Exercise and Non Scale Victories

In the summer of 2018 I decided that it was time for me to start exercising. I did not want to start exercising to lose more weight or lose weight faster, rather, I stated to exercise so that I would get stronger now (in my 40's) which will help me stay healthy and active as I get older (in my 60's and beyond). As I considered starting an exercise regimen I strongly considered if I should join the local big box gym or not. It is only $10 a month (plus sign up fees) and right down the road from my house. It is inexpensive and convenient, but something inside just did not want to join a gym.

While I was considering joining a gym I was also doing research on body weight exercises. Can I really get stronger and build muscle by simply exercising at home with little to no exercise equipment? Through my research I came across Dr. Ted Naimen and he recommends (and personally does) body weight exercises to get stronger and build muscle. He exercises 10-15 minutes per day, and is in incredible shape. He is in better shape in his mid 40's than he ever was in his mid 20's. Finally I decided that I would follow Dr. Naimen's recommendations and start doing body weight exercises at home. You can check out Dr. Naimen's exercise recommendations here: https://burnfatnotsugar.com/Exercise.html

The only piece of equipment that I purchased last summer was a pull up bar that can be hung from a door frame and then taken down when I am doing using it ($20 total investment). The only other "equipment" that I use is my body and a table (for doing body weight rows). When I started out I was weak!! I was doing push ups from my knees because I could barely do two regular push ups. Actually a few times I did my push ups against the wall because I did not feel like I could do them well from my knees. Despite being weak I did not let it discourage me or stop me. I knew when I started that I was weak and that it was going to take time and effort for me to get stronger. Just like children do not learn to walk right after they are born we do not suddenly get stronger because we started exercising, it is a process.

For the first six months I did four basic exercises three days a week:

1) Push Ups:

Do push ups any way that you can: against the wall, from your knees or a regular push up. Free photo 3832794 © Gert Vrey - Dreamstime.com

2) Pull Ups/Chin Ups

Put your feet on a chair or stool and use your legs to help you complete a pull up if needed. Free photo 109921695 © creativecommonsstockphotos - Dreamstime.com

3) Body Weight Rows

Slowly pull your body to the table and then slowly lower it back down

4) Body Weight Squats

Slowly lower yourself into a squat position and hold it for 30 seconds then slowly stand back up

These are the four exercises that I started with and I would do one set of each until failure. That simply means that I would do push ups until I could not do them any more. For example: I would push up slowly (count to 10) and then slowly go back down (count to 10) and continue this until I cannot push up any more, hold it at the top for 10 seconds and then lower myself one more time. Once I am done with the push ups I then do the same thing with the other four exercises. Slowly, pushing or pulling until I cannot do them anymore.

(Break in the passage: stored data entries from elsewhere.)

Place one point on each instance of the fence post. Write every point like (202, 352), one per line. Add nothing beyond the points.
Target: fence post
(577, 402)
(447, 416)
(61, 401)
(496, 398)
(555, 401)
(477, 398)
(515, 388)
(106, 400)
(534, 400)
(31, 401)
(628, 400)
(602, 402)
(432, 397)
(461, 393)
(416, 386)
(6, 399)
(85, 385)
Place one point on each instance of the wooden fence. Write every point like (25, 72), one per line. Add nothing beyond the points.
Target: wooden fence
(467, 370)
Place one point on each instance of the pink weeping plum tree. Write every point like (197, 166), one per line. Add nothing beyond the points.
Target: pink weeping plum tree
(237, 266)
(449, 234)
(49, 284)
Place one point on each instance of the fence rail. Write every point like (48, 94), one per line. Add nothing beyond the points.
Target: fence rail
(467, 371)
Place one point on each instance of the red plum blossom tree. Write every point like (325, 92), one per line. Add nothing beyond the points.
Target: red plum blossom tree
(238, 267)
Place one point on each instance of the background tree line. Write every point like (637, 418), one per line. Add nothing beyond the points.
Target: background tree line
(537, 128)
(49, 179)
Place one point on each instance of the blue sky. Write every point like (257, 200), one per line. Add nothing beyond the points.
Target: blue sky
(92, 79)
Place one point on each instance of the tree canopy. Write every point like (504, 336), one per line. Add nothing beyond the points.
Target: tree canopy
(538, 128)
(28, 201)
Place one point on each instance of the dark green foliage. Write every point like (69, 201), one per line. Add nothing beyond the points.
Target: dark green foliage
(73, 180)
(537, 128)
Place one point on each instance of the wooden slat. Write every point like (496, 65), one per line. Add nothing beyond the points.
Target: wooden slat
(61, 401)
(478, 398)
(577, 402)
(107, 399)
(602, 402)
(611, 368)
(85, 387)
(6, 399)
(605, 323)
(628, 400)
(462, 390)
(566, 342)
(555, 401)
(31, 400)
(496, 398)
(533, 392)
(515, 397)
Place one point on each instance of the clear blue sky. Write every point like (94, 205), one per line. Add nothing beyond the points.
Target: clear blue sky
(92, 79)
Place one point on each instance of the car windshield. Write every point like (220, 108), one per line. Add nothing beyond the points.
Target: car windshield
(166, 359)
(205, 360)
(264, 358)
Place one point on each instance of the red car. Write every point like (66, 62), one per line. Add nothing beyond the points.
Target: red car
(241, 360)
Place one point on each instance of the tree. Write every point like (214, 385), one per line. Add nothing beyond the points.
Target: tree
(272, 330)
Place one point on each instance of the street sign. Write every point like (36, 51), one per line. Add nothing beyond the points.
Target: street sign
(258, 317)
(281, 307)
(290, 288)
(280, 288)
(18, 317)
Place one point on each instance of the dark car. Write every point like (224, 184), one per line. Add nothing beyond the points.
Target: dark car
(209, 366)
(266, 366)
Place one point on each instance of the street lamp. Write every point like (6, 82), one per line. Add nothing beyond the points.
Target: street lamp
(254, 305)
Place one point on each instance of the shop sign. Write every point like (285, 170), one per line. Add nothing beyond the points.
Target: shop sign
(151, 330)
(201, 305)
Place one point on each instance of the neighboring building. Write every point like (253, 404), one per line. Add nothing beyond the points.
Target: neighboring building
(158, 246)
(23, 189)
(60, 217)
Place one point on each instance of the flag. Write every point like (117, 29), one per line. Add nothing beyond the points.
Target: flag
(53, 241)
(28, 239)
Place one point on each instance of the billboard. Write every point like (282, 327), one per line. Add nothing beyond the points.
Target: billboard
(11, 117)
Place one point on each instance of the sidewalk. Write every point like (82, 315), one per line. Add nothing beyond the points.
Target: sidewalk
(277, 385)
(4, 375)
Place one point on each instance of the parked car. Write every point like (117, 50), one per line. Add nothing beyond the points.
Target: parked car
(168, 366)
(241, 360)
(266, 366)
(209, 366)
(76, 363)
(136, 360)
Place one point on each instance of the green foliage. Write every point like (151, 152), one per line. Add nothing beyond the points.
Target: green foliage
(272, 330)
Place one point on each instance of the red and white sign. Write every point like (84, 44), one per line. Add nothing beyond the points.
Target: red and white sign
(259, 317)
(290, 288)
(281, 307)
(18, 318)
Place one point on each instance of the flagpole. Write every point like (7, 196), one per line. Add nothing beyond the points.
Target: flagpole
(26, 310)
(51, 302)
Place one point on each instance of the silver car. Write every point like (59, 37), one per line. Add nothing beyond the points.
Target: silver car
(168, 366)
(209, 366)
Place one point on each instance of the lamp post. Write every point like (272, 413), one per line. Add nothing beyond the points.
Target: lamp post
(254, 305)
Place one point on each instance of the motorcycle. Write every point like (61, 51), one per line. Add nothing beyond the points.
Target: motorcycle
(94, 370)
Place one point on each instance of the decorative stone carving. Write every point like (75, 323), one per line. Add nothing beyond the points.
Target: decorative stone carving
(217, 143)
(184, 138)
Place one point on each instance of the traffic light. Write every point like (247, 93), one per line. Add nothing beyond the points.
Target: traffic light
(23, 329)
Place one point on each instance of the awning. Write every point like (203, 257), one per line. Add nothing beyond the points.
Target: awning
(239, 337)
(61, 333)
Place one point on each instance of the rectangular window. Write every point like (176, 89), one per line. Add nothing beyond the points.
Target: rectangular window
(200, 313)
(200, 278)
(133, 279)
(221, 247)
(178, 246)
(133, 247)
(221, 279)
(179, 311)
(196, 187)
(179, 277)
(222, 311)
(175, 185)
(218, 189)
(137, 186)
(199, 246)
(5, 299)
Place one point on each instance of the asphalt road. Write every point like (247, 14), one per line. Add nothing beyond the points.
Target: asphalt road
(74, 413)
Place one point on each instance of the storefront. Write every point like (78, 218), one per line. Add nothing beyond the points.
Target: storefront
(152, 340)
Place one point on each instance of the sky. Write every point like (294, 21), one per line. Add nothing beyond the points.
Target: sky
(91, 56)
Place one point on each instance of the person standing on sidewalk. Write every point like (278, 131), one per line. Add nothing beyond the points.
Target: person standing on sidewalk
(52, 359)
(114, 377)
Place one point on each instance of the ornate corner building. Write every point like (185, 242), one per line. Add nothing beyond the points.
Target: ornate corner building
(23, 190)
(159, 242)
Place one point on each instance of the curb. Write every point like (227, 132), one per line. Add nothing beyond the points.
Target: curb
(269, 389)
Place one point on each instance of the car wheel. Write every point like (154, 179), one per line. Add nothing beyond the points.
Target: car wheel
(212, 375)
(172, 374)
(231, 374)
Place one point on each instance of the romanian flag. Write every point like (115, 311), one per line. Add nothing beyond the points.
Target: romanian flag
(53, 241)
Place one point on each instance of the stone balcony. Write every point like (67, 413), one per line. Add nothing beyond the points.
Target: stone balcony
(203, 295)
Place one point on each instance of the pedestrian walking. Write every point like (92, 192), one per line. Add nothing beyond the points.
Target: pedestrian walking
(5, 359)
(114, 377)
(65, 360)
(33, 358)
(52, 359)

By now you may be asking, that is great but what does this have to do with Non Scale Victories? I am glad that you asked! It is now January of 2019 so I have been doing this for over six months. During this time the pull/chin ups have been the hardest exercises to do. I have a stool in the office that I put my feet on to lessen the amount of weight that I am pulling up, and to allow me to use my legs to help out my upper body if needed. However, about once a month I would attempt to do a pull up or a chin up unassisted (without the stool). For several months I could not do one pull/chin up and I would just hand there trying, but I did not let that discourage me. This week I tried unassisted pull ups (hand pointing away from your body on the bar) and chin ups (hands pointing toward your body on the bar) and I was able to do them without the stool!! Actually, I can do 2 (almost 3) unassisted pull ups, and I was surprised how easily I can do 3 (almost 4) chin ups!!

Going from hanging on the bar and just struggling to doing 3-4 unassisted pull/chin ups in six months is my Non Scale Victory!! Something that you need to keep in mind when you start adding exercises (body weight exercises or going to the gym) you will be adding Muscle while Losing Fat so the scales may not move as much as you would like. That is one reason that I always recommend tracking Non Scale Victories to make sure you are going in the right direction. I Know that I am getting stronger and that is an encouragement for me to keep working hard and not stop exercising. I also pay attention to how much better my clothes are fitting, how much better my body feels (no inflammation) along with several other things that do not relate to the scales.

If you are worried about starting an exercise regimen, but you are not sure if you can do it my recommendation is to start slowly and build it up. I started simply by going for a walk around the community 3 or 4 days a week until I started doing body weight exercises. Remember that you will probably need to start with simple/easy exercises and slowly work your way up to regular body weight exercises (such as starting with push ups on the wall, and progressing to regular push ups). Remember that just like losing weight and getting healthy this is a process and a journey. Take your time, enjoy the process and the journey knowing that that the little steps you are taking will add up over time to a lighter, healthier and stronger You!!